En el mismo sentido, el art. 14 de la LEY 16/2011, de 24 de junio , de contratos de crédito al Consumo:
"Artículo 14. Obligación de evaluar la solvencia del consumidor.
1. El prestamista, antes de que se celebre el contrato de crédito, deberá evaluar la solvencia del consumidor, sobre la base de una información suficiente obtenida por los medios adecuados a tal fin, entre ellos, la información facilitada por el consumidor, a solicitud del prestamista o intermediario en la concesión de crédito. Con igual finalidad, podrá consultar los ficheros de solvencia patrimonial y crédito, a los que se refiere el artículo 29 de la Ley Orgánica 15/1999, de 13 de diciembre, de Protección de Datos de Carácter Personal , en los términos y con los requisitos y garantías previstos en dicha Ley Orgánica y su normativa de desarrollo.
En el caso de las entidades de crédito, para la evaluación de la solvencia del consumidor se tendrán en cuenta, además, las normas específicas sobre gestión de riesgos y control interno que les son aplicables según su legislación específica.
2. Si las partes acuerdan modificar el importe total del crédito tras la celebración del contrato de crédito, el prestamista deberá actualizar la información financiera de que disponga sobre el consumidor y evaluar su solvencia antes de aumentar significativamente el importe total del crédito.
La reciente S.T.J.U.E. (sala segunda) de 5 de marzo de 2020 (asunto C-679/2918 ) realiza afirmaciones en ese sentido, relativas a la directiva 2008/48/CE, del Parlamento y del Consejo, de 23 de abril de 2008, relativa a los contratos de crédito al consumo.
"En un mercado crediticio en expansión, en particular, es importante que los prestamistas no concedan préstamos de forma irresponsable o sin haber evaluado precisamente la solvencia del prestatario, y que los estados miembros lleven a cabo el control necesario para evitar tales comportamientos..." Los consumidores, por su parte, deben actuar con prudencia y cumplir sus obligaciones contractuales".

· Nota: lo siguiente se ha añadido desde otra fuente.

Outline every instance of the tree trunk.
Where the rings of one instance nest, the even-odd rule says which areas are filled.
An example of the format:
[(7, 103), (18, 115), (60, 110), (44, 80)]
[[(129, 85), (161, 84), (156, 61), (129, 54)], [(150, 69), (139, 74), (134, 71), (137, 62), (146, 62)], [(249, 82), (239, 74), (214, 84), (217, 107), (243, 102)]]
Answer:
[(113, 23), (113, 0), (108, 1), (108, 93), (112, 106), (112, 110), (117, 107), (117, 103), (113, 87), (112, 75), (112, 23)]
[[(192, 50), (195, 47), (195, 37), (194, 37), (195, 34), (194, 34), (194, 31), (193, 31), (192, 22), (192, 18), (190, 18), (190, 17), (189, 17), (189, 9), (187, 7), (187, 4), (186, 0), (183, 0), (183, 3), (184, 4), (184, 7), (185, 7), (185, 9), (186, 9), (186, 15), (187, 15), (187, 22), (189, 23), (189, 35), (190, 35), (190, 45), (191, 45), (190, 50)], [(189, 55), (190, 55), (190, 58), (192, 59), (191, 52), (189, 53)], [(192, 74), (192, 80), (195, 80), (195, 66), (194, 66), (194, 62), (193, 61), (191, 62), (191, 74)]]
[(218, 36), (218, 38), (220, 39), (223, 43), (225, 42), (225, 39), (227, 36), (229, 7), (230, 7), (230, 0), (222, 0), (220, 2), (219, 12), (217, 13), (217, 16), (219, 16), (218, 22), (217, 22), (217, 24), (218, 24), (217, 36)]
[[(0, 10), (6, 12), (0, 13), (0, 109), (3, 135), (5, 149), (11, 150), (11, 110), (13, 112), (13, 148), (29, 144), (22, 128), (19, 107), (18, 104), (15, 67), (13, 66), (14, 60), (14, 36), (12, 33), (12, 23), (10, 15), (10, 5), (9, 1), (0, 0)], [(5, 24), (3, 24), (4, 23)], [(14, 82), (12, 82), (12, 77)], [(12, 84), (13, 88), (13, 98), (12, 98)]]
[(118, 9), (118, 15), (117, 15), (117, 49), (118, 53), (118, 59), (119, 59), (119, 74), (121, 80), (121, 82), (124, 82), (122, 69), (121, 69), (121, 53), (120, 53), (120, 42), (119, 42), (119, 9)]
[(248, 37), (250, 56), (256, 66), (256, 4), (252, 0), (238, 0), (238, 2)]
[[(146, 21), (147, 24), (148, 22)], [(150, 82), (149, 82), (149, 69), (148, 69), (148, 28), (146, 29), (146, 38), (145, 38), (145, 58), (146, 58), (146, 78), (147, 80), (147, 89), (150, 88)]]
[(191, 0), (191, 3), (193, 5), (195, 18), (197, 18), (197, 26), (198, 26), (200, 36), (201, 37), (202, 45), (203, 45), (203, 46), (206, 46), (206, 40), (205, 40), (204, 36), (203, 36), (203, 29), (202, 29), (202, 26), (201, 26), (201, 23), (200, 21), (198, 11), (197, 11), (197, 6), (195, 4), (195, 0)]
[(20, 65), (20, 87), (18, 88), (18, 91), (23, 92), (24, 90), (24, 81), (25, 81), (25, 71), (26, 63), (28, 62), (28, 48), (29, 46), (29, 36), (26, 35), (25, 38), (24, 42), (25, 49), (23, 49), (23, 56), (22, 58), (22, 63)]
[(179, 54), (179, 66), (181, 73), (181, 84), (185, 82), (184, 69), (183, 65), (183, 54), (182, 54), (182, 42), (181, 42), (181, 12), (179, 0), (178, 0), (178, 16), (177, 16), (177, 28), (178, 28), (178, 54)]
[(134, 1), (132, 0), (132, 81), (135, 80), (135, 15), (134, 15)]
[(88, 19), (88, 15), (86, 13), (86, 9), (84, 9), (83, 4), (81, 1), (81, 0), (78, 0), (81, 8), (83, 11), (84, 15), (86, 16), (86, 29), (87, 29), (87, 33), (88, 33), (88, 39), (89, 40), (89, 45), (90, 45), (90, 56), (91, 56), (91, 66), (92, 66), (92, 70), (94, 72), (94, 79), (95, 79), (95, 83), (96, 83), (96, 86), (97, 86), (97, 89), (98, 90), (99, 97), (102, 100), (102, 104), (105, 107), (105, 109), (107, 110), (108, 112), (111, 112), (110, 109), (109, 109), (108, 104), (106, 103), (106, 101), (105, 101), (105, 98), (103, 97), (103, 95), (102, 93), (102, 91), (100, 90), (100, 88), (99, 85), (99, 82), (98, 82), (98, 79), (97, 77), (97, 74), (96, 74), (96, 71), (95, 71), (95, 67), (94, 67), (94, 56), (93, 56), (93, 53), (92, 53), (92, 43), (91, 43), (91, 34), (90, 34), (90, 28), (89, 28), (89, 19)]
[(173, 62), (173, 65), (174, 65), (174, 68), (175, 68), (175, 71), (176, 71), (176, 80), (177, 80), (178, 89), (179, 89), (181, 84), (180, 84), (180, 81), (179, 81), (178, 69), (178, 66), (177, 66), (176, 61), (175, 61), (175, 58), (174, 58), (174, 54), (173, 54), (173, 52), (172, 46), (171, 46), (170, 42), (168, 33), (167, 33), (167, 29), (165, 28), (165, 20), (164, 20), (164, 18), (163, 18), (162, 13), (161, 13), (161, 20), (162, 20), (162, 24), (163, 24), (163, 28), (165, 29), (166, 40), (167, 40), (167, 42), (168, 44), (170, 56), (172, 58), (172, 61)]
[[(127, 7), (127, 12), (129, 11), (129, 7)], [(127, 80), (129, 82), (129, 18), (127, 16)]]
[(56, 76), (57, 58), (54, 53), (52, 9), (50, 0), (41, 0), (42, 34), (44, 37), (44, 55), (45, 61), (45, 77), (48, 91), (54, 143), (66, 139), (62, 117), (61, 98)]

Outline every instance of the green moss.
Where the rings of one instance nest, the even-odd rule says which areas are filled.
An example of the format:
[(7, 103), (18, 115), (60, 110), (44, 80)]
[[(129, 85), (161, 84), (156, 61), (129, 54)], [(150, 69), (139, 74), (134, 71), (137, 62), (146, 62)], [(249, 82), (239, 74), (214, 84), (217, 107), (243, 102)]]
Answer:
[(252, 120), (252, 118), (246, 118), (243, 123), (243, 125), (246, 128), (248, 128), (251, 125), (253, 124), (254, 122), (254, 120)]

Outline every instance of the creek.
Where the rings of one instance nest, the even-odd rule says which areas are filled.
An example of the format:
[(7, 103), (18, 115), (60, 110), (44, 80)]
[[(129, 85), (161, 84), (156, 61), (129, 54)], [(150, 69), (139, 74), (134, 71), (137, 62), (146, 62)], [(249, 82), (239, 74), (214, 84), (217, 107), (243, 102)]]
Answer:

"Se desprende del artículo 8, apartado 1, de la Directiva 2008/48 , interpretado a la luz de su considerando 28, que -antes de celebrar un contrato de crédito-el prestamista está obligado a evaluar la solvencia del consumidor, obligación que puede inclucir, cuando proceda, la consulta de bases de datos pertinentes. A ese respecto, cabe recordar que la finalidad de tal obligación, es de conformidad con el considerando 26 de dicha Directiva, responsabilizar al prestamista e impedirle que conceda créditos a consumidores que no sean solventes.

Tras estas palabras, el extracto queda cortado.